Generator Equations:
gen_nil:cons:ys4_0(0) ⇔ nil
gen_nil:cons:ys4_0(+(x, 1)) ⇔ cons(0', gen_nil:cons:ys4_0(x))
gen_0':s5_0(0) ⇔ 0'
gen_0':s5_0(+(x, 1)) ⇔ s(gen_0':s5_0(x))

The following defined symbols remain to be analysed:
filterlow, qs, filterhigh

They will be analysed ascendingly in the following order:
filterlow < qs
filterhigh < qs

(23) RewriteLemmaProof (LOWER BOUND(ID) transformation)

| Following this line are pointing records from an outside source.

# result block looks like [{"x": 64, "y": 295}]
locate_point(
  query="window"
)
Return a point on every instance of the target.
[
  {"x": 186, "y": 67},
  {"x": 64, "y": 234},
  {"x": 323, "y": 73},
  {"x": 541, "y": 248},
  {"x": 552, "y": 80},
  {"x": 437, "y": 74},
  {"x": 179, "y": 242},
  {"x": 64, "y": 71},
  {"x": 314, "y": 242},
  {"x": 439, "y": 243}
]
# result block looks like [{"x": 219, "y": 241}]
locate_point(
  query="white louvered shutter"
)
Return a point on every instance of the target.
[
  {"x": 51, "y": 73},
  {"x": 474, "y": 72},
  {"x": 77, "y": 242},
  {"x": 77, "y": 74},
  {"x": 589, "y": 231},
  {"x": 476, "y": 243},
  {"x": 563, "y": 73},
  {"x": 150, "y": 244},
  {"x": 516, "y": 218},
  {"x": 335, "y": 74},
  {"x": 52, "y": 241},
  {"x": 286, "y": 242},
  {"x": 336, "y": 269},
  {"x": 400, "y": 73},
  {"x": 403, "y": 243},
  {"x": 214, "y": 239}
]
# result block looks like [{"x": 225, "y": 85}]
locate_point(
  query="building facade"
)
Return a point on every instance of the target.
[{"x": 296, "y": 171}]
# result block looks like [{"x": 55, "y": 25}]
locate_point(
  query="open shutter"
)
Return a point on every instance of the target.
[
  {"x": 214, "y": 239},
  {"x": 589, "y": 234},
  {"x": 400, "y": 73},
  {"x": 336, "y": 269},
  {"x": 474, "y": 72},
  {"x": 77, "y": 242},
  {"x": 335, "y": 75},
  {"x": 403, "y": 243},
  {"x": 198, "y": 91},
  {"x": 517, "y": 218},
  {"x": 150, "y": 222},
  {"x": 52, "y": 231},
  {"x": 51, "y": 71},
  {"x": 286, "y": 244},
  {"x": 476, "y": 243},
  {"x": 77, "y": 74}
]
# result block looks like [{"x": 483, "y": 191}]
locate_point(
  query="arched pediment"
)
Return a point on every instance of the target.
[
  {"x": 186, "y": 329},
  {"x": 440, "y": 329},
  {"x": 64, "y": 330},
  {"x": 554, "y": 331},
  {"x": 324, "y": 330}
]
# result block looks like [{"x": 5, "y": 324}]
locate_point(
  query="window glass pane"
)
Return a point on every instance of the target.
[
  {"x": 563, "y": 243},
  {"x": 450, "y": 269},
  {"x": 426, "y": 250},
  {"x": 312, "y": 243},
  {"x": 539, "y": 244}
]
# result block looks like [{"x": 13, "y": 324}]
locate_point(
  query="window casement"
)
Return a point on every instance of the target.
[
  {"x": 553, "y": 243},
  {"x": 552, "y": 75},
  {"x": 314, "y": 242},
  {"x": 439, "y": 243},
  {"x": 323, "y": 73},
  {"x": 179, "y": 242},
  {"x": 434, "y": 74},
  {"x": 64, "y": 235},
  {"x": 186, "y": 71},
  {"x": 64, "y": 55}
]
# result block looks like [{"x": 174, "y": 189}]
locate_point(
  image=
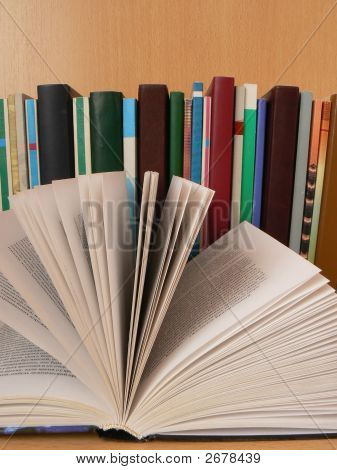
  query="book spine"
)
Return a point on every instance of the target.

Proved the following rewrite lemma:
filterlow(gen_0':s5_0(0), gen_nil:cons:ys4_0(n2189_0)) → gen_nil:cons:ys4_0(0), rt ∈ Ω(1 + n21890)

Induction Base:
filterlow(gen_0':s5_0(0), gen_nil:cons:ys4_0(0)) →RΩ(1)
nil

Induction Step:
filterlow(gen_0':s5_0(0), gen_nil:cons:ys4_0(+(n2189_0, 1))) →RΩ(1)
if1(ge(gen_0':s5_0(0), 0'), gen_0':s5_0(0), 0', gen_nil:cons:ys4_0(n2189_0)) →LΩ(1)
if1(true, gen_0':s5_0(0), 0', gen_nil:cons:ys4_0(n2189_0)) →RΩ(1)
filterlow(gen_0':s5_0(0), gen_nil:cons:ys4_0(n2189_0)) →IH
gen_nil:cons:ys4_0(0)

We have rt ∈ Ω(n1) and sz ∈ O(n). Thus, we have ircR ∈ Ω(n).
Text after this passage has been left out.